10. "Sooner or Later (I Always Get My Man)" by Madonna
We're kicking this list off by going right for the fuckin' gullet, just like Barry O. did when he straight-up iced that bitch Osama Bin Laden. Dubya spent two years shy of a decade pursuing the leader of Al Qaeda in a fashion akin to Wile E. Coyote chasing The Roadrunner, Elmer Fudd hunting Bugs Bunny, and/or Sylvester The Cat repeatedly trying to scarf down Tweety Bird. When Obama finally plopped his ass down in the Oval Office's wheelie chair, Bin Laden was immediately on the fast-track to termination.
9. "Got Your Money" by Ol' Dirty Bastard feat. Kelis
Maybe the Commander in Chief could convince his First Lady to perform Kelis's fly-girl chorus? We also hear Joe Biden can sing in a falsetto of Klaus Nomi proportions. Regardless of accompaniment, this classic ODB banger could be dually dedicated to the bank-bailout-funding American taxpayer and The People's Republic of China.
8. "Could We Start Again, Please?" from the Jesus Christ Superstar OST.
Do you remember what the beginning of Obama's presidency was like? Pillow talk, long walks, feeding each other little morsels from our own plate ... You know that if Barack can remind the public of his President-elect Honeymoon to end all President-elect Honeymoons, the panties will be droppin' again in no time.
7. "Give Me Just A Little More Time" by Chairmen of the Board
Or maybe instead of looking back, The POTUS should set his (and the electorate's) sights on the future.
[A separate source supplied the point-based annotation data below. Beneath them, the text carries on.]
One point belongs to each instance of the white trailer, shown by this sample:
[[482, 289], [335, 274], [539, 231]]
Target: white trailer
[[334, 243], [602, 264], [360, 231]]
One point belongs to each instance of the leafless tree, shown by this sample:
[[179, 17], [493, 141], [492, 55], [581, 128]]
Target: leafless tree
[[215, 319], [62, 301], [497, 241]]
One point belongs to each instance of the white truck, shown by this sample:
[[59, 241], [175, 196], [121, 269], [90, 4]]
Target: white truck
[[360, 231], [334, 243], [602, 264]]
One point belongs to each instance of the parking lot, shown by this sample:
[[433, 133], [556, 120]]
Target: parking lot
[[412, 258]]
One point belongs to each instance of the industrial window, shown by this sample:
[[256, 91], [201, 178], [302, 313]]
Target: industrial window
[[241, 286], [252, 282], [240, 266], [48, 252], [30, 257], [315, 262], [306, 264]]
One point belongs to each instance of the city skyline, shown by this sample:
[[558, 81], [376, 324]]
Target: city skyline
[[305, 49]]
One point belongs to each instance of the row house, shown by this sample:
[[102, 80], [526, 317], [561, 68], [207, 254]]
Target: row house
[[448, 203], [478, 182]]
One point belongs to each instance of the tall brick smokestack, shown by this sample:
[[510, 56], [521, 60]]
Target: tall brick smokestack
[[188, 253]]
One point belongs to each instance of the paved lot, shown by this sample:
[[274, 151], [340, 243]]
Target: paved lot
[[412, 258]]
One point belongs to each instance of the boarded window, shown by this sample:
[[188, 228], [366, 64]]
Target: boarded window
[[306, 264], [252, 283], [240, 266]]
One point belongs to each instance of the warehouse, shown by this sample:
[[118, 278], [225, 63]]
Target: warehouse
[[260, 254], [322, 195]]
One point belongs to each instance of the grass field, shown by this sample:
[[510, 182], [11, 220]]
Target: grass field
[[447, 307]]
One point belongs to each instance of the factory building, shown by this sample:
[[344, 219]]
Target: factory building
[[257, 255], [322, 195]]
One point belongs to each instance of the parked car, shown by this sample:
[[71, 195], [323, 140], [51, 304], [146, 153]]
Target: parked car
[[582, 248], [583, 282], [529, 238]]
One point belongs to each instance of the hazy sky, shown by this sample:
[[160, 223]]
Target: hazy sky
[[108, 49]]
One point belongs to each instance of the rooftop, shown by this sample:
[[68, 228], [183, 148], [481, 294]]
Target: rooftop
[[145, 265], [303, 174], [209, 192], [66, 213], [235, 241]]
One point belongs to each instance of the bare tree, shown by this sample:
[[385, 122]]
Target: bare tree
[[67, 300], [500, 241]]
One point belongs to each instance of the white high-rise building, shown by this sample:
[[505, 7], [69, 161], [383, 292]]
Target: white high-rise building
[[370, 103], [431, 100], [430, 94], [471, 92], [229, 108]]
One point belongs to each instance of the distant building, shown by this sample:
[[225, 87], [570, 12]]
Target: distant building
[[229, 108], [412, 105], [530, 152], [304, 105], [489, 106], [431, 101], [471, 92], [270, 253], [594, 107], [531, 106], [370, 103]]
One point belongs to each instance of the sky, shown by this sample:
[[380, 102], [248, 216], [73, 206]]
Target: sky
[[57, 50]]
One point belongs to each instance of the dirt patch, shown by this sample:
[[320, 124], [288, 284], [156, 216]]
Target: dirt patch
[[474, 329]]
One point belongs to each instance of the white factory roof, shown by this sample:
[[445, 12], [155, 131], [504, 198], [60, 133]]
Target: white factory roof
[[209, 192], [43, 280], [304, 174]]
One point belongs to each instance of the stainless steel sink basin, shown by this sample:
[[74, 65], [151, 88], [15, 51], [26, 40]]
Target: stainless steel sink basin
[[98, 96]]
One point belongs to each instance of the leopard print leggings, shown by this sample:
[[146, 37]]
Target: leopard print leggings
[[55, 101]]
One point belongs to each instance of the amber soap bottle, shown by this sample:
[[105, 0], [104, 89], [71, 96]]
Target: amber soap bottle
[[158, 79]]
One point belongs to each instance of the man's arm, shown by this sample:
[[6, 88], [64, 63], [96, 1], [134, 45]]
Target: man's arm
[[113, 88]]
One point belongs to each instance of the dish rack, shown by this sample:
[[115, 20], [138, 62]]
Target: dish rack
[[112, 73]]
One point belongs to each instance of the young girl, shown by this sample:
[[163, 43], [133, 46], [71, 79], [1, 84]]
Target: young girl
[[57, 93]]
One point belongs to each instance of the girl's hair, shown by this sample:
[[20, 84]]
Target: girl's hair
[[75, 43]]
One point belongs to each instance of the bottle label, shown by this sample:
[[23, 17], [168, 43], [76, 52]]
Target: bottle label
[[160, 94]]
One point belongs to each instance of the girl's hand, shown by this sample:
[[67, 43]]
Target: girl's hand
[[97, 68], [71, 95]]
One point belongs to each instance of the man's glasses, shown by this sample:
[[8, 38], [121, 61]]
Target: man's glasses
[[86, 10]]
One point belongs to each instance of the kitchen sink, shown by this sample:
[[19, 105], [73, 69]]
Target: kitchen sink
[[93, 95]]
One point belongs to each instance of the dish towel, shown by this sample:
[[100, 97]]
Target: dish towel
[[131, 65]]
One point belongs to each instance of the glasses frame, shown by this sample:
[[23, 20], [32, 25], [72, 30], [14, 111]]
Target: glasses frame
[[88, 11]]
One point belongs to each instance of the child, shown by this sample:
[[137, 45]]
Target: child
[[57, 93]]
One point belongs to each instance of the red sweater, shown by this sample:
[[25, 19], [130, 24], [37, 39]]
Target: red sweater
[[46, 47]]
Look, we know The First Black President is easy to mistake for the archetypal (and, uh, fucking racist) Magical Negro from films like The Green Mile and The Legend of Badger Vance, but, holy shit, no amount of magic - black or otherwise - can undo eight years of Cheney and Rumsfeld's attempt to establish a Brotherhood of Evil Mutants.
6. "In The Navy" by The Village People
Until he repealed the policy back in September, the Military's "Don't Ask, Don't Tell" approach to homosexual servicemen (and women) was one of Obama's most glaringly unfulfilled campaign promises. Now that the deed is done and DADT has been destroyed, might we suggest Mr. President put on a lil' drag-stravaganza to really hammer the message home? Can you imagine his cabinet all done up like The Village People? Do you want to?